The B-Sides That Should Have Been the Hits
via Smurfstools Oldies Music Time Machine / youtube
The Flip Side of History
Every classic rock fan knows the feeling. You are listening to a single you have loved for years, and then you turn it over, or scroll to the track nobody ever plays, and something stops you cold. A melody you did not expect. A lyric that cuts deeper than the song that got all the radio time. A performance so raw and honest that you genuinely cannot understand why the label buried it on the back of a 45.
The B-side was supposed to be filler. It was the throwaway, the afterthought, the track that existed only to give radio stations a reason to keep the vinyl on the turntable. Except that rock and roll history is absolutely littered with B-sides that were not fillers at all. They were masterpieces that someone, somewhere, made the wrong call on. And in a few legendary cases, those wrong calls became some of the most aching, beloved songs in the entire canon.
Here are four of the greatest examples, starting with the one that may have caused the most pain of all.

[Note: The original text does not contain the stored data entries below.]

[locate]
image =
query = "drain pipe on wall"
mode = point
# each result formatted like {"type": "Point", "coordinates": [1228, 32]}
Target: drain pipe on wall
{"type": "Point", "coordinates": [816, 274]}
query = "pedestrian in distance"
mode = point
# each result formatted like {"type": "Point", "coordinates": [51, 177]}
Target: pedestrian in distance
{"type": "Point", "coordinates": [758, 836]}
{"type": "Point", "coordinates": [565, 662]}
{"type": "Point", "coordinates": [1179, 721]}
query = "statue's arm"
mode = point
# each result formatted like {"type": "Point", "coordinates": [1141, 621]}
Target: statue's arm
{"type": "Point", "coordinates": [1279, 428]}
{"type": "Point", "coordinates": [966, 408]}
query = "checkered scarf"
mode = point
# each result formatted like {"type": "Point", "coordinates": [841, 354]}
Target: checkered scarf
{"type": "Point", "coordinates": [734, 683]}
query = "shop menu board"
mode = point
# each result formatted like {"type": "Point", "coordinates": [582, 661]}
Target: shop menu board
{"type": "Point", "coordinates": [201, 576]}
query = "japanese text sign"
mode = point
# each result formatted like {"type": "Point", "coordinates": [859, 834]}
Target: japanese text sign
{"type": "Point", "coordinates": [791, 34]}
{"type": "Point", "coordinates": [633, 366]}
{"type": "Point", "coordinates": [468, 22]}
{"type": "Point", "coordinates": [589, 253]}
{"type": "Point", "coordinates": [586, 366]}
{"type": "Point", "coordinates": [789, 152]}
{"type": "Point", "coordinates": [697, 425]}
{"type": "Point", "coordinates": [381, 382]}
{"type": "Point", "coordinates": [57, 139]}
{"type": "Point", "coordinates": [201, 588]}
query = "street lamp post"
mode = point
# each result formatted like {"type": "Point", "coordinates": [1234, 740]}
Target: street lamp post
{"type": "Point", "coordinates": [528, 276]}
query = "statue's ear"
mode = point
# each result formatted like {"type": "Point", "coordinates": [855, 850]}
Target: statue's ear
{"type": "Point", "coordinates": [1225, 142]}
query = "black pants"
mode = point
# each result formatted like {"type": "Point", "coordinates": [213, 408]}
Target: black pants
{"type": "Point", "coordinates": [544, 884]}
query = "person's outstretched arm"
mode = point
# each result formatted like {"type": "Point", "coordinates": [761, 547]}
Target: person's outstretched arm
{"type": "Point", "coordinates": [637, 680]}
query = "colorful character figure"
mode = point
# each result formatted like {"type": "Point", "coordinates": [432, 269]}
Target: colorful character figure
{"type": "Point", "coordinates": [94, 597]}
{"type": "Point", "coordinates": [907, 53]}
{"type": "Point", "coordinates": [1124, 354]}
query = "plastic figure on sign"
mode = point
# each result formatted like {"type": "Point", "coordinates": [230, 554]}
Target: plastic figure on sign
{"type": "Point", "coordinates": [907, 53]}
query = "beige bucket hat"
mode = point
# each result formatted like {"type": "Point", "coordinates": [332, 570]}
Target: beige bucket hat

The Songs That Deserved More
The most heartbreaking B-side in classic rock history is almost certainly this one. Stevie Nicks wrote “Silver Springs” in 1976 during the sessions that produced Rumours, pouring everything she felt about her breakup with Lindsey Buckingham into four devastating minutes. She named it after a highway sign she spotted in Maryland that she thought sounded like a beautiful dream. She then gifted the publishing rights to her mother, Barbara Nicks, so her mother could collect the royalties forever. Then Mick Fleetwood and Buckingham pulled her aside in a parking lot and told her the song was not going on the album. The reason given was length, and the fact that Rumours already had too many slow songs. The producer called it one of the best-engineered tracks from the entire session. Nicks called its exclusion a source of anger for many years. The song was tucked onto the B-side of “Go Your Own Way,” which was Buckingham’s breakup song about Nicks, released on the actual album. Twenty years later, at the 1997 reunion concert The Dance, Nicks finally had her moment. She walked to Buckingham’s microphone, looked him in the eye, and sang every word directly at him in front of 400 people. The performance earned a Grammy nomination. It is now considered one of the greatest live performances in rock history.
“It was the best song that never made it to a record album.”
Richard Dashut, Rumours co-producer, 1997
This almost defies belief. When the Rolling Stones released “Honky Tonk Women” in 1969, they tucked “You Can’t Always Get What You Want” onto the flip side. The song opens with a full choir. It runs over seven minutes. It is one of the most majestic, wide-open pieces of music the Stones ever recorded, a song that sounds like a generation exhaling after a decade of upheaval. It eventually appeared on Let It Bleed and became one of the most enduring songs in the band’s entire catalog, but for its first appearance in the world, it was the B-side to a song about a dirty woman with a honky-tonk style.
Led Zeppelin almost never released B-sides. Their policy was essentially that everything they recorded went on an album, which makes it all the more puzzling that “Hey Hey, What Can I Do” ended up as the only non-album B-side they ever put out. The song is a gorgeous, jangly acoustic folk track with Robert Plant singing in his lower, more mystical register, and it has absolutely no business being a throwaway. By rights it should have been on Led Zeppelin III alongside the other acoustic explorations from those sessions. Instead it spent years as a collector’s item before eventually becoming a deep-catalog radio staple that die-hard Zeppelin fans cite as one of the most underrated songs the band ever made.
In the United Kingdom and several other markets, “We Will Rock You” was the B-side to “We Are the Champions.” That means one of the most recognizable rhythm patterns in the history of popular music, a song that has been played at sporting events on every continent for nearly five decades, was considered the lesser track. Both songs came from the 1977 album News of the World, and while the pairing was treated as a double-A side in some markets, the original packaging in Britain listed “We Are the Champions” first. History, and every stadium crowd since 1977, has weighed in on that decision.
What the B-Side Taught Us
There is something worth sitting with in all of these stories. Every one of these songs was heard by the people who made it, and by producers and label executives who were paid to know what worked. And in every case, someone looked at a masterpiece and said: put it on the back. The instinct that drove rock and roll was never really about industry wisdom. It was about the music finding its audience anyway, through word of mouth, through late-night radio, through a fan pressing play and suddenly needing to tell everyone they knew.
The B-side did not make these songs lesser. It just made the discovery more personal. And that is the thing about great music. It does not need to be handed to you. Sometimes the best part is the finding.